Vince Granatelli (left, above photo), who was a leading mechanic for two notable machines in Indianapolis 500 history and later became a race-winning team owner, died Jan. 22. He was 78.
Granatelli was a member of the famous racing family that made its name through “The Greatest Spectacle in Racing,” including his father, Andy, the flamboyant owner of the car that Mario Andretti drove to victory in the 1969 Indianapolis 500.
Vince Granatelli first turned wrenches at the Indianapolis Motor Speedway in 1961 as a mechanic on the Novi-powered machines his father brought to the “500” that year. The unique engine growl of the Novi captivated fans for more than two decades.

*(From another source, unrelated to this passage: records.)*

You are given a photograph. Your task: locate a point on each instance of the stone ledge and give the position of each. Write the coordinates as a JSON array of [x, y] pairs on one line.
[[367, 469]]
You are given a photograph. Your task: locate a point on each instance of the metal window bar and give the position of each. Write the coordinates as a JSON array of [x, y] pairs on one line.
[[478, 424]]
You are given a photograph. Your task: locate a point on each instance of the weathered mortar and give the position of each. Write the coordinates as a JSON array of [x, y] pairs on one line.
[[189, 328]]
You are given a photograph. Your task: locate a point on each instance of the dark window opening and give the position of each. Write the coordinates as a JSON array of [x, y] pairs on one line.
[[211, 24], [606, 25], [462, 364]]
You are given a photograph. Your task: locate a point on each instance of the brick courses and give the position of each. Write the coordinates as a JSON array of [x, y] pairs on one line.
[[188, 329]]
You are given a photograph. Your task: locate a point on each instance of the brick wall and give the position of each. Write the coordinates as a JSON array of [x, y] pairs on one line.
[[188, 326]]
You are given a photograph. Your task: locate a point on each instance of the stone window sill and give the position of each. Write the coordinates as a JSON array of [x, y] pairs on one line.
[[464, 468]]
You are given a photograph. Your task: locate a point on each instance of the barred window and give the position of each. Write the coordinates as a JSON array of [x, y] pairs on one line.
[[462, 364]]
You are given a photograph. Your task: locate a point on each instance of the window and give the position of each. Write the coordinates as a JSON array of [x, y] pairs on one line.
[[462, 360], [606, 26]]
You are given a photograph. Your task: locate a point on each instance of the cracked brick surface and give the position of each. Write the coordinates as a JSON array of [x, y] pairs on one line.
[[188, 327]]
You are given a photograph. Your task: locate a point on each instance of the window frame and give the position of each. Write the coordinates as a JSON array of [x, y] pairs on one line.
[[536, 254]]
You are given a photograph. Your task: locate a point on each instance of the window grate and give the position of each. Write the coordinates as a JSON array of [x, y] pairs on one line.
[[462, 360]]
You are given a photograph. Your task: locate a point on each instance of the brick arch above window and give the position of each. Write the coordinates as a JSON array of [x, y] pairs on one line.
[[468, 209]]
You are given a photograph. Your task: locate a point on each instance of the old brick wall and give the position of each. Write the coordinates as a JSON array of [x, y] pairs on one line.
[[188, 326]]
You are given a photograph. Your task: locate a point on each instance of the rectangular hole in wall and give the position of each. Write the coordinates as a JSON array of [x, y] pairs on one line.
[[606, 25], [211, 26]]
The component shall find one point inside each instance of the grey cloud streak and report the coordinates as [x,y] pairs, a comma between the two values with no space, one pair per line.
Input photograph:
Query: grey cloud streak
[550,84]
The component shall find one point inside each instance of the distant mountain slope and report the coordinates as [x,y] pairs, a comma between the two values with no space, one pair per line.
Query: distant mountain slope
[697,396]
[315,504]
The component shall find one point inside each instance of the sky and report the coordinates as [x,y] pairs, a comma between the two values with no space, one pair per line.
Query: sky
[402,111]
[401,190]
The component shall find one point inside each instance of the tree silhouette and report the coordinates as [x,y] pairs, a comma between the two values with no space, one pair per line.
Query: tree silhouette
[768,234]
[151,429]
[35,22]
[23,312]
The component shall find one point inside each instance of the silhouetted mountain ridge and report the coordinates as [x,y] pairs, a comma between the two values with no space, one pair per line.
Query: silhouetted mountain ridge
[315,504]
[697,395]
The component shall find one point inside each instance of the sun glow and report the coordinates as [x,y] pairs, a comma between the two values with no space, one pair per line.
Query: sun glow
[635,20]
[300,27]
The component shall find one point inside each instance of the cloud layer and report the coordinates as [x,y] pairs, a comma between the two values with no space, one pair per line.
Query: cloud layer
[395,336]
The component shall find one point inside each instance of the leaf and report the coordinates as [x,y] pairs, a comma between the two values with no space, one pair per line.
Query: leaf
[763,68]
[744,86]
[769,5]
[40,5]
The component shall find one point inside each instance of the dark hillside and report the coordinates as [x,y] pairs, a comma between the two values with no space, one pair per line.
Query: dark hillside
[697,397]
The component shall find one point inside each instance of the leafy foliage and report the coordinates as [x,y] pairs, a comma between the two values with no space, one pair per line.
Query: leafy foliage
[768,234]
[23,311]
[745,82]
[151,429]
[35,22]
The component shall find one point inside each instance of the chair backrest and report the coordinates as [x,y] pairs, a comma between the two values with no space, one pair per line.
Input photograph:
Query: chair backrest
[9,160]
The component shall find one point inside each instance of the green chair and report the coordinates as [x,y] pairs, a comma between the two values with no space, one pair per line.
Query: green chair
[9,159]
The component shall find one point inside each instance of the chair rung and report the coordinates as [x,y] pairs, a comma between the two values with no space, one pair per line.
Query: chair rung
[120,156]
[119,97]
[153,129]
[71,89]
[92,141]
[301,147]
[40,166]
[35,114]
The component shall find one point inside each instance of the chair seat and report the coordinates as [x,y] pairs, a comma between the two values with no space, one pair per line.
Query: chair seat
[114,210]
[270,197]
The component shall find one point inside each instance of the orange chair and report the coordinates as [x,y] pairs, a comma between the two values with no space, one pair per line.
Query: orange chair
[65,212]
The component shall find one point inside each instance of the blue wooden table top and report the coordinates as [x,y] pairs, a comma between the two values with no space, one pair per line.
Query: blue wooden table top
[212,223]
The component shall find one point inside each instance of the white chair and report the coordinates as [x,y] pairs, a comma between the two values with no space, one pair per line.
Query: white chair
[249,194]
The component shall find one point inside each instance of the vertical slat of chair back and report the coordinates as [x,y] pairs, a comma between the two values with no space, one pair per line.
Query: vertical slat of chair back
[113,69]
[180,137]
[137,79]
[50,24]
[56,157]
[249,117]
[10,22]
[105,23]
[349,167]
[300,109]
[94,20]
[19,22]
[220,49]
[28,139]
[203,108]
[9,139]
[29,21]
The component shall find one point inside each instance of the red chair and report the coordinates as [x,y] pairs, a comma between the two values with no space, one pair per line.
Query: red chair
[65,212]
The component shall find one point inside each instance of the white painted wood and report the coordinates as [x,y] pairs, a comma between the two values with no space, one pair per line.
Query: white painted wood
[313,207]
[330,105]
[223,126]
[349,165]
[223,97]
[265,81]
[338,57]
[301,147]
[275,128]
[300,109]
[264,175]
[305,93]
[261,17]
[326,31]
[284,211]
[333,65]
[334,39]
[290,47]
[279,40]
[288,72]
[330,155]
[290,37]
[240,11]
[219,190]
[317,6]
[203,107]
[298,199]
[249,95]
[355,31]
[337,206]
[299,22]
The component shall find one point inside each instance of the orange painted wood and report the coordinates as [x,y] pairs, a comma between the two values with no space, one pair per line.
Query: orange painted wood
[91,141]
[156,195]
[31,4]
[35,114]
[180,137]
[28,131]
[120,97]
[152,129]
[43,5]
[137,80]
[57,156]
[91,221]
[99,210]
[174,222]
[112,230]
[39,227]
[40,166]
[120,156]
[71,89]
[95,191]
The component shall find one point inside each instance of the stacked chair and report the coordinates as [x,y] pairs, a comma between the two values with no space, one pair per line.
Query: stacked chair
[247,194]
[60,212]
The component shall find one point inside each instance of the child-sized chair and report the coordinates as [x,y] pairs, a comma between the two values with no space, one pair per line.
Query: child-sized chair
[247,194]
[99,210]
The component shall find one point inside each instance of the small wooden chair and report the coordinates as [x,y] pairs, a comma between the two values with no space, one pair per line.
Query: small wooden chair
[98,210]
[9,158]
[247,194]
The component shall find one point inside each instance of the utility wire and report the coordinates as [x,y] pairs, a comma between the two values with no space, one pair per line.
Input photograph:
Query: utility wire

Granatelli then worked as a mechanic on another one of the most unique cars in Indianapolis 500 history, the turbine-powered machines nicknamed the “Whooshmobile” due to the unique hissing sound of the Pratt & Whitney gas turbine engine.
Parnelli Jones qualified sixth in 1967 in the turbine and dominated the race, leading 171 of the first 196 laps. But a transmission bearing failed on Lap 197, handing the lead and victory to A.J. Foyt.
In 1968, similar late-race calamity struck when Joe Leonard’s rear-engine, turbine-powered Lotus suffered a failed fuel pump driveshaft while leading with nine laps to go.
He also worked on the Eagle-Offy that Graham McRae drove to 16th place and Rookie of the Year honors in the 1973 Indianapolis 500.
Granatelli also worked as a mechanic at various times in STP-sponsored efforts in Formula One during the early 1970s. He left racing along with his family after the 1974 season.
During his time away from racing, Granatelli focused on various business ventures. He owned Pit Stop Service in Southern California, a high-performance garage where he also built high-speed cars. He built a Chevrolet Camaro stock-body passenger car that his father drove a record 242 mph on the Bonneville Salt Flats.
Granatelli returned to racing in 1987 as the owner of Vince Granatelli Racing, which fielded cars in CART painted in a similar day-glo red as his father’s turbine-powered cars at Indianapolis.
Roberto Guerrero won two races driving for the team in its first season of 1987, at Phoenix International Raceway and Mid-Ohio Sports Car Course. Guerrero led the Indianapolis 500 that year with 19 laps to go, but two stalls on a pit stop due to a damaged clutch dropped him out of the top spot. He ended up second behind Al Unser.
Arie Luyendyk earned the team its third and fourth victories in 1991, at Phoenix and Nazareth Speedway.